The camera records already in h264 but it's a relatively constant and high bitrate format, something like 16-24 mbps.
Dave's problem is slow upload speed, he has to optimize his videos to retain as much quality in a reasonable amount of disk space. The camera format (and camera videos in general) are not optimized for that, no matter the scene complexity the camera will use the same disk space, they have a hardware encoder inside that balance battery consumption with encoding complexity and encoding time.
Dave imports these video into the editor, makes some cuts and stuff on the videos, saves into h264 with some big file - high quality setting (hence no actual real processing work, no big cpu usage by the editor), and then the video goes to handbrake which encodes with specific settings that shrink the video file size while retaining as much quality (constant quality factor, each frame has same quality, size varying depending on complexity)

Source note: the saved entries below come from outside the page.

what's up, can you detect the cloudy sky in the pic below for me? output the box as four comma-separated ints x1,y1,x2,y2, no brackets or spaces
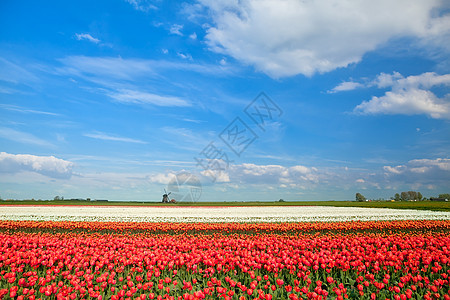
0,0,449,201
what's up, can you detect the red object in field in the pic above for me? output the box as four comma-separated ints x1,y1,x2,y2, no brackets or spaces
170,199,176,203
0,220,449,299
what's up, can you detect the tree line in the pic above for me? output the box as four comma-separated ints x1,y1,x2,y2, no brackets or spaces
356,192,450,202
393,191,423,201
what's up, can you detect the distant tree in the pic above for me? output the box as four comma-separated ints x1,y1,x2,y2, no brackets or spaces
400,192,409,201
395,191,423,201
439,193,450,200
54,196,61,201
278,199,285,202
356,193,366,202
61,196,64,200
417,192,423,201
407,191,418,201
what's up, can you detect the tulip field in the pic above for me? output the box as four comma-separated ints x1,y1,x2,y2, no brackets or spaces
0,205,450,300
0,217,449,300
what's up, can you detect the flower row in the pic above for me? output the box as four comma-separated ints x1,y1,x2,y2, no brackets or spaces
1,219,449,234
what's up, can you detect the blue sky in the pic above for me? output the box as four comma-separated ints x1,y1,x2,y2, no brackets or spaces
0,0,449,201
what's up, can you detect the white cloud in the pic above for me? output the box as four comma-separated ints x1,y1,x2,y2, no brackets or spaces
383,158,450,186
75,33,100,44
161,126,211,150
125,0,157,12
383,165,404,175
410,167,429,174
58,56,233,80
169,24,184,36
199,0,449,78
372,72,403,88
195,162,322,186
354,72,450,119
0,127,53,147
289,165,313,174
0,104,60,116
218,163,320,186
0,87,19,94
58,56,154,80
409,158,450,172
84,131,147,144
189,32,197,40
3,155,447,199
0,152,73,179
147,172,178,185
201,169,230,183
355,89,450,119
188,162,323,187
177,52,193,60
0,58,39,84
328,81,364,93
375,72,450,90
239,163,285,176
182,118,204,124
108,89,191,107
162,48,168,54
197,159,450,193
180,3,206,22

Anyway... I was the one pushing for AMD as a good solution for the money, but I'm perfectly fine with Dave's choise for the 3770k.
Hardware wise, the only thing I don't like about that configuration is the power supply.. i personally don't trust Thermaltake like I said, and I'd recommend paying a bit more for a psu with Japanese capacitors and more modern OEM design/architecture. I would go for a psu that has a Delta or Seasonic OEM design inside, but you'd have to search for reviews for each psu and determine that, which takes time.
But in the end, that Litepower will be OK, the system won't even use half of the maximum power it's rated for, it will be OK.